森井のコラム

2013年10月1日

容積率移転について

都市部における土地の有効利用で意外と見逃されている余剰容積率。

高度利用がなされるような容積率が高い地域でもその持つ容積率が利用出来ずに、放置されているものが多いことに気が付きます。

東京都市部での、首都高速道路上に人工地盤を建設し、この上の容積率を隣接地に売却するアイデアが提言されるなど、徐々にその効用が着目されるようになってきました。

また、都市公園の容積率などはほとんど利用されていないものも多く、今後の検証が注目されます。

ざっと思いつくだけでも、以下のものを挙げることができます。

1.都市の公園
2.寺院などの宗教施設
3.高圧線(電線)下地
4.歴史的建造物等の低層利用地
5.スタジアムや浄水施設などの公共施設
6.鉄道敷上の容積

なお、6 については、東京駅容積率の移転が実現化していることは皆様の記憶にも新しいのではないでしょうか。


これ以外においても、様々な場所での有効利用の可能性があり、所有者が直接に利用しなくとも隣接地権者との共同開発により、大きな容積率移転が可能なものが多くあります。

この際、容積率売買、一般的には空中権売買などともいわれる権利移転を行うことで、資金化の可能性もあります。

都市への人口集中は進みつつあり、今後都市部での容積率の有効利用はますます脚光を浴びるでしょう。
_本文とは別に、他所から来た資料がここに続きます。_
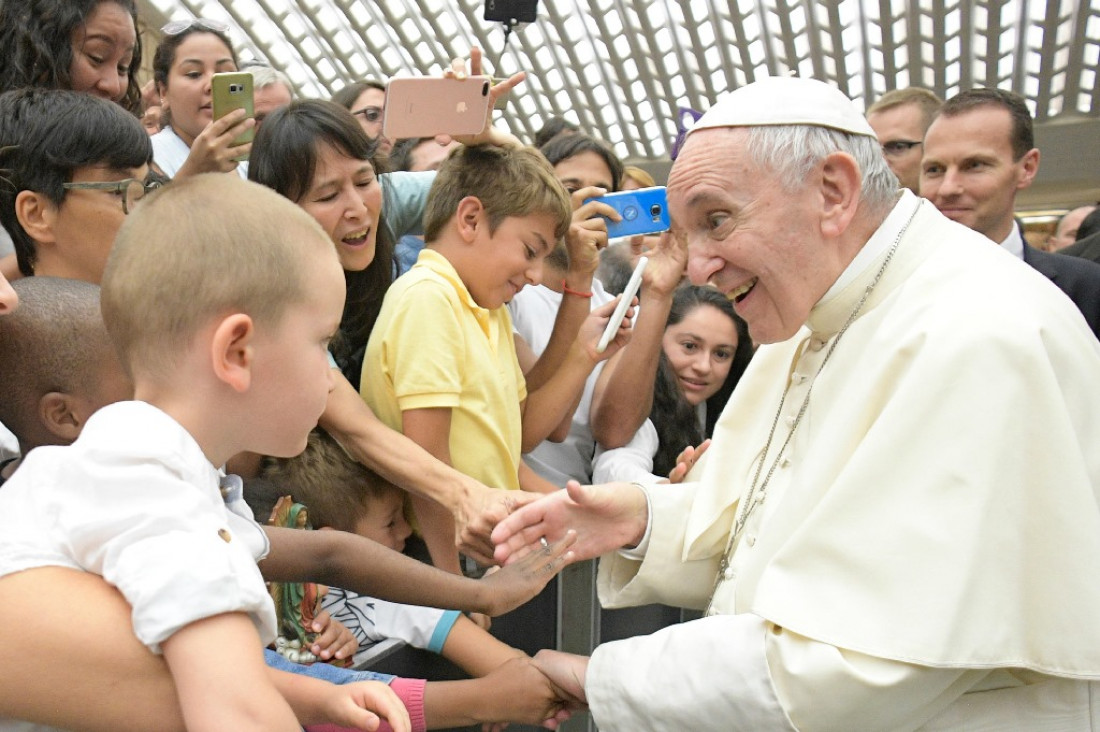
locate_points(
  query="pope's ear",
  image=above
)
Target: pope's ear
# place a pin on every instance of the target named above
(840, 182)
(231, 350)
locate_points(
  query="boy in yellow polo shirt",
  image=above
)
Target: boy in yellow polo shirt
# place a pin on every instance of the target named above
(441, 362)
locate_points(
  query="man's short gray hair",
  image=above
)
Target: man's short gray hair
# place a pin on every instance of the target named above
(791, 151)
(264, 76)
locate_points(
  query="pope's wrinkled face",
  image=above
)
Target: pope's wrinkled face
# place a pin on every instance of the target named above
(756, 241)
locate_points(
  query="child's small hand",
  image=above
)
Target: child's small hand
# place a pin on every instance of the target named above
(523, 579)
(360, 705)
(524, 694)
(333, 640)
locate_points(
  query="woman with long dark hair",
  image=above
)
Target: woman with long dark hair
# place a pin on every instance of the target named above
(315, 153)
(704, 351)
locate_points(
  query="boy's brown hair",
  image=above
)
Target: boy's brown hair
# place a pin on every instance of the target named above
(334, 488)
(509, 182)
(201, 248)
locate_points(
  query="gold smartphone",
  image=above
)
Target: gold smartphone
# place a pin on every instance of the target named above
(233, 90)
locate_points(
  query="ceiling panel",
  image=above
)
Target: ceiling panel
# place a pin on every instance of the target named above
(622, 68)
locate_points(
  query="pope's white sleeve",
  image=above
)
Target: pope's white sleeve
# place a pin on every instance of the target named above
(732, 673)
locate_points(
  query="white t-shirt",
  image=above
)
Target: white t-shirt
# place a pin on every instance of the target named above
(534, 310)
(373, 621)
(171, 152)
(136, 501)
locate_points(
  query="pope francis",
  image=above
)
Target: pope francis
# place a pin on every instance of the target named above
(897, 525)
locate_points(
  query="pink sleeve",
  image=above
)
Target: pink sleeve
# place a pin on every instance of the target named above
(410, 691)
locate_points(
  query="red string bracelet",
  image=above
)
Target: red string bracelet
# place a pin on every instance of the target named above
(565, 290)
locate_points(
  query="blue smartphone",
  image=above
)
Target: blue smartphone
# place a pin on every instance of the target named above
(645, 210)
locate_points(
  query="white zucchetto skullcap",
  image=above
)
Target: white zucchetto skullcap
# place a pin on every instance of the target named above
(785, 100)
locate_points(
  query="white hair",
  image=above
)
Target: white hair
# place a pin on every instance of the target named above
(264, 76)
(791, 151)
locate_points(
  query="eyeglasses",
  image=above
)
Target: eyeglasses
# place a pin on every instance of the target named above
(370, 113)
(895, 148)
(131, 190)
(177, 26)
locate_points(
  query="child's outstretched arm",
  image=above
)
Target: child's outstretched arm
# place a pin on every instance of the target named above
(358, 564)
(218, 667)
(516, 691)
(333, 638)
(474, 651)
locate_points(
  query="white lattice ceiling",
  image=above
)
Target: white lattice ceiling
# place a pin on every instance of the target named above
(622, 68)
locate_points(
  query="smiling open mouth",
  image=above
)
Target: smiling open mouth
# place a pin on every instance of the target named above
(356, 239)
(741, 292)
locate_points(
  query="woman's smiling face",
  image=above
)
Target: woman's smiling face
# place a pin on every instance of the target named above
(701, 349)
(345, 198)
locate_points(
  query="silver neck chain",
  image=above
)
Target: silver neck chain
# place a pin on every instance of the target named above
(756, 494)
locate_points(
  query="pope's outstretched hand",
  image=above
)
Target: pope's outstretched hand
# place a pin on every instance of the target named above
(605, 517)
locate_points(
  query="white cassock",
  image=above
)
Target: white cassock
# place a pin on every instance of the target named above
(927, 554)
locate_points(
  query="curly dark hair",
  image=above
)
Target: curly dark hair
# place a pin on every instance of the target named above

これらを行う上で、求められるのが適正な権利移転にかかわる評価です。

単純な容積単価を乗ずるのではなく、個別具体的な観点での再有効利用を分析し、その移転効果を客観的に把握することと、それを適正に配分することが事業の成功に大きなウエイトを占めます。

このような第三者としての立場で、客観的な移転価格評価を行い得るのは不動産鑑定におけるノウハウのみです。


我々は、都市開発における長年の経験と実績で皆様の資産をより有効に活用するお手伝いを致してまいります。